Yeah runnin' down a dream
That never would come to me
Workin' on a mystery, goin' wherever it leads
I'm runnin' down a dream
The last two weeks have been so busy with travel and such, I haven't had time to blog. My brain is fried, so I'm stealing a few minutes at the end of the day to write some thoughts.
I've always wanted to know what it was I wanted to do in life. You know? Some people just know. They want to be a doctor, a nurse, a secretary, an athlete, a chef, work in an office, make money in business (whatever that means). I've always felt a little bit of despair at trying to figure out what that meant for me. I've tried on many: an actress, a teacher, a nurse, an art therapist, a massage therapist, a makeup artist, a faux-finisher.
They all ring true in small ways, but never a true fit. In the past year, I have been trying so hard to figure this out once and for all. Not just 'what would fit' but 'what is my calling'. It has felt like a daily struggle.
I think I've hit upon the right way of thinking, though. I know what I want to be: I want to be an artist. I want the majority of my livelihood to come from art or creation of some sort. I also want to work for myself, whether solely as an artist or with a little backup. Ta-Da! Artist and Self-Employed. Not necessarily two separate things, but maybe.
FINALLY! It's not a defined thing like "Doctor" but it feels so real. And, I like that it's flexible. I can see this working in many ways. Under "Artist" I can have: illustrations, graphic design, beads, other art products. Under "Working For Self" I can have: pet-sitting, personal-cheffing, etc. Happy service things that I enjoy. The one can support the other. I won't get bored. I won't be fenced in.
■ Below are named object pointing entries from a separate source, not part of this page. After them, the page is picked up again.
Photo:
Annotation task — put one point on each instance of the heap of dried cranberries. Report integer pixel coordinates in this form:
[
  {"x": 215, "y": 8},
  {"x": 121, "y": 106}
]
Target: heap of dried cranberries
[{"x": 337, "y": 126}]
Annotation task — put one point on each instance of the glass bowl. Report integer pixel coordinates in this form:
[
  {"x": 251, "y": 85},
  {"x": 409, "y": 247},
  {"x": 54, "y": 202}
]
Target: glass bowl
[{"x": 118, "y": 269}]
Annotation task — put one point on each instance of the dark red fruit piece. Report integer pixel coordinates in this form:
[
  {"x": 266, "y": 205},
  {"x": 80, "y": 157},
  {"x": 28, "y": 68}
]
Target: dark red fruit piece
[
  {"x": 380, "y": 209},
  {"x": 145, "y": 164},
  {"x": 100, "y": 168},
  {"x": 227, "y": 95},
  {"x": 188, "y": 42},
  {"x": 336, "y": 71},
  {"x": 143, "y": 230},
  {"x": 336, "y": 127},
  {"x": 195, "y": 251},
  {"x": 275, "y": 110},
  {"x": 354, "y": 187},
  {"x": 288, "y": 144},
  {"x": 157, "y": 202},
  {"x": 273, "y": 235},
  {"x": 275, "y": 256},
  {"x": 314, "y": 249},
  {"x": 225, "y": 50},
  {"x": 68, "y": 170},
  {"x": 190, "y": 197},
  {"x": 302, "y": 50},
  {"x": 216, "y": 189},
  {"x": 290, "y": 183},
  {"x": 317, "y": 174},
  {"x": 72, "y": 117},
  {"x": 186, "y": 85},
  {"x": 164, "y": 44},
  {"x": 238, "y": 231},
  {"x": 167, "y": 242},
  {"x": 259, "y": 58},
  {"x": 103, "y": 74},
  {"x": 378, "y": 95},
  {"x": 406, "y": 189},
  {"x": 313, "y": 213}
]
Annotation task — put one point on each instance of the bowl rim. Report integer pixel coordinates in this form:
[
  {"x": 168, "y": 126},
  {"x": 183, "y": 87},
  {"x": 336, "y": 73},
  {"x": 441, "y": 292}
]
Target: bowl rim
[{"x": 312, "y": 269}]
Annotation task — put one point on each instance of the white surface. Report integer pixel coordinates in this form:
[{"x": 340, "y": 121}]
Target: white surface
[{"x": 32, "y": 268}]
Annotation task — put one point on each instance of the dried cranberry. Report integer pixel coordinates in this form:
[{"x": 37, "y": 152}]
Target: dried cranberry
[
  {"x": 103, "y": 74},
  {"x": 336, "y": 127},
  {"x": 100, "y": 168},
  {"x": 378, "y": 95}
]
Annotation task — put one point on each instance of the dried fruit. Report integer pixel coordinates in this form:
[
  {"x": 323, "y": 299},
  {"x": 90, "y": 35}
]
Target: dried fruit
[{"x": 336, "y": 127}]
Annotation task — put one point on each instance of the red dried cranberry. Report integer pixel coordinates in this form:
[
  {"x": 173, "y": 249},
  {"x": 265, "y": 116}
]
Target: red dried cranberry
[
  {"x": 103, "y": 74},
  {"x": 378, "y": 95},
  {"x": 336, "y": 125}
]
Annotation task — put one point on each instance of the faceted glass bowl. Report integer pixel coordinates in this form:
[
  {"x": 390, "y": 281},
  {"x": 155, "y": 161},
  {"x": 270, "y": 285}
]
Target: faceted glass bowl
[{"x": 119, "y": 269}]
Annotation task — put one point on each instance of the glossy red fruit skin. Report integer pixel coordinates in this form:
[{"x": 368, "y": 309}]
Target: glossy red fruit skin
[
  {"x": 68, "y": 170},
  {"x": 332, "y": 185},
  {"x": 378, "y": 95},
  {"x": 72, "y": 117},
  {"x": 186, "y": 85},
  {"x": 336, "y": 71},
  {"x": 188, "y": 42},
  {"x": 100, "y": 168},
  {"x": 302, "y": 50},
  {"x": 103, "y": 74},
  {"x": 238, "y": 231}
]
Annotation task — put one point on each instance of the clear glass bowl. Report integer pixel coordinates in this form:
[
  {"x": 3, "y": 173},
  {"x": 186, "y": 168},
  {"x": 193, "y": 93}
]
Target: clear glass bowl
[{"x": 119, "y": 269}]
That's the lesson I've learned. I don't want to be any ONE thing (except an artist). I want to do LOTS of things. I'm working on the 'how' (or rather, I'm working on letting the Universe show me the how).
What a relief. A goal! An identity. I felt so lost in college. I wish I'd known then what to focus on. I wish I could have seen all my options. I was so scared, so unsure of everything, just floating. My 20s were pretty much spent wandering in one way or another. Thank God for the 30s.
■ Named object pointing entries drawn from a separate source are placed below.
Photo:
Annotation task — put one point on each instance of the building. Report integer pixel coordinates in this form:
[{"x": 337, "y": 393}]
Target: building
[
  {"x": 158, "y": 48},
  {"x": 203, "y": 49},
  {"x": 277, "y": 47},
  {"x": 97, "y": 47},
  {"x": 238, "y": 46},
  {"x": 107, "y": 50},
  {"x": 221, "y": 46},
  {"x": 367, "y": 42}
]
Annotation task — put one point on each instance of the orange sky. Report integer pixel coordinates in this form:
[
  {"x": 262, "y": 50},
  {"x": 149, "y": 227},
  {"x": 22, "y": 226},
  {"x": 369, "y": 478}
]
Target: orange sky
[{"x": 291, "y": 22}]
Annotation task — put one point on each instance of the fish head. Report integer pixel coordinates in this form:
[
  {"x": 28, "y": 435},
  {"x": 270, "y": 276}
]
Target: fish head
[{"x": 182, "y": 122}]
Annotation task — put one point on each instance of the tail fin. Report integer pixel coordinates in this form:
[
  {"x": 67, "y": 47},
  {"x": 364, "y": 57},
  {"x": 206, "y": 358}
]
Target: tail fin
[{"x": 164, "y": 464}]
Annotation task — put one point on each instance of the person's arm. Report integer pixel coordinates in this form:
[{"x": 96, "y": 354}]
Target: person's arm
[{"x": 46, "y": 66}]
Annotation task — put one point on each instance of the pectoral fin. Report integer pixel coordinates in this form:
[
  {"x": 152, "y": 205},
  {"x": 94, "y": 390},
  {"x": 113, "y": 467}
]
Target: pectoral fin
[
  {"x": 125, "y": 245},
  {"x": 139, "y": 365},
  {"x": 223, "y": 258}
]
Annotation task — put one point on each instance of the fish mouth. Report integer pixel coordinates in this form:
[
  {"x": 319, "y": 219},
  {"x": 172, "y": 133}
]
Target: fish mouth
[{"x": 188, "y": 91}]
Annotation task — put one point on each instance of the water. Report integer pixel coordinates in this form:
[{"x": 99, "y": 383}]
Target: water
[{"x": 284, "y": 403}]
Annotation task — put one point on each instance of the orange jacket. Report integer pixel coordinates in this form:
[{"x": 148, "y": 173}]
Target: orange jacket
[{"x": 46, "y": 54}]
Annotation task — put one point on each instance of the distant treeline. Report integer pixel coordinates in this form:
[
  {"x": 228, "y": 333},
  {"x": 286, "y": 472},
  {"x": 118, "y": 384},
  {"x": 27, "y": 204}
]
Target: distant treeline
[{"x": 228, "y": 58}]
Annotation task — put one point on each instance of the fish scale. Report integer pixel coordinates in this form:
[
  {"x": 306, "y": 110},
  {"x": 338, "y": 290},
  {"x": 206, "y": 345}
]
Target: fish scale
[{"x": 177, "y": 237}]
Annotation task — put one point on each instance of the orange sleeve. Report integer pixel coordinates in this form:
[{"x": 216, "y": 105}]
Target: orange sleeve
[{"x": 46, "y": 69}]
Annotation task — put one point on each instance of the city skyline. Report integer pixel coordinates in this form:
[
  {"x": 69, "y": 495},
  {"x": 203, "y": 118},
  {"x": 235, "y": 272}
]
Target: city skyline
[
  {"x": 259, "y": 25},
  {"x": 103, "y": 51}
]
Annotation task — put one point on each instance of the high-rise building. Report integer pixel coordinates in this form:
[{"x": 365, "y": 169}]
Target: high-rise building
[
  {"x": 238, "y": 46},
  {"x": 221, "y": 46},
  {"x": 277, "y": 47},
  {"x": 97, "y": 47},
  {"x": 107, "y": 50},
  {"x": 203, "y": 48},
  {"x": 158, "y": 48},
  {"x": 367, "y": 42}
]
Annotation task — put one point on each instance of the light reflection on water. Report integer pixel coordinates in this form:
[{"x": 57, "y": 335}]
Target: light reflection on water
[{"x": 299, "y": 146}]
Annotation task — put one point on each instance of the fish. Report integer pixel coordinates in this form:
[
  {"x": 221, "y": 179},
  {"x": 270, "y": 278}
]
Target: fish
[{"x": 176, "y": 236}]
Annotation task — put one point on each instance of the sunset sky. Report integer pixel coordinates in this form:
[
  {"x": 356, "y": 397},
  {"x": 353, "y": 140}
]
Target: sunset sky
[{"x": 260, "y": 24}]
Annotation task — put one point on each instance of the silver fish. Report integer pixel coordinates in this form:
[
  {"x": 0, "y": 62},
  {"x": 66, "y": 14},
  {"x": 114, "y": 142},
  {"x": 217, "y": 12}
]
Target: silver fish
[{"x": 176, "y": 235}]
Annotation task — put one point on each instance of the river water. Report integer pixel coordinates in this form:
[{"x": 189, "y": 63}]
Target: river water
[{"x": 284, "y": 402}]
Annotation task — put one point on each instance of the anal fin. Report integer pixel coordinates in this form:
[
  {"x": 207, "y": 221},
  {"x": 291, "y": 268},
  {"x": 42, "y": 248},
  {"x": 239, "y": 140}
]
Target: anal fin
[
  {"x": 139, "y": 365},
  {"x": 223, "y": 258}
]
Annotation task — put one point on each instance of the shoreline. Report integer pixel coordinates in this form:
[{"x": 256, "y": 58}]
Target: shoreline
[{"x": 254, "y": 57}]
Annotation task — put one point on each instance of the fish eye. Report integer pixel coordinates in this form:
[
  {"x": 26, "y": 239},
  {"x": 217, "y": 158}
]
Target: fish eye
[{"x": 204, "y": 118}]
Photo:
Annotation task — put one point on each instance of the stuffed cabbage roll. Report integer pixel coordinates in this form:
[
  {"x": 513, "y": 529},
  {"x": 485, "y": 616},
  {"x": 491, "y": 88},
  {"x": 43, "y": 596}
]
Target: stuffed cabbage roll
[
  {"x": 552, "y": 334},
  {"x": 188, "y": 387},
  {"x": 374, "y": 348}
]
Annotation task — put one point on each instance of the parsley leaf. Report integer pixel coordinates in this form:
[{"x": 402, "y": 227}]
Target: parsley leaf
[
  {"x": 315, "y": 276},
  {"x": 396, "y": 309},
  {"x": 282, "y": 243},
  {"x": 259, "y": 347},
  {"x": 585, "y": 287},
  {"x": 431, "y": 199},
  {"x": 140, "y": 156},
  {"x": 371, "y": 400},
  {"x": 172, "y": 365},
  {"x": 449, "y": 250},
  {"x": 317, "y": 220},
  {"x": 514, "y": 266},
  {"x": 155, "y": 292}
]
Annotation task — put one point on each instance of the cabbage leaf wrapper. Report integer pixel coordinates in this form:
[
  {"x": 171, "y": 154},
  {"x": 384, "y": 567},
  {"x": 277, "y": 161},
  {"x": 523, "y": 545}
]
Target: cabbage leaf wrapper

The last couple weeks have been busy, like I said, and I feel like I've been mulling over new directions and other options. Was feeling a little bit down and my old demons were creeping in. But today I got a couple pet-sitting bites, I called the Art Academy, I got word of a craft/art fair possibility, an illustration invitation (unpaid, but still), and I'm feeling much more positive and seeing possibilities again. I'm getting used to this cycle I've been in, of massive creative growth and ideas, then some dark days, then some tentative signs of light, then more growth and blossoming. Then the cycle starts again.
Building that dream. What a great thing, to have a dream. I never had one before. Or maybe I just wouldn't let myself see it.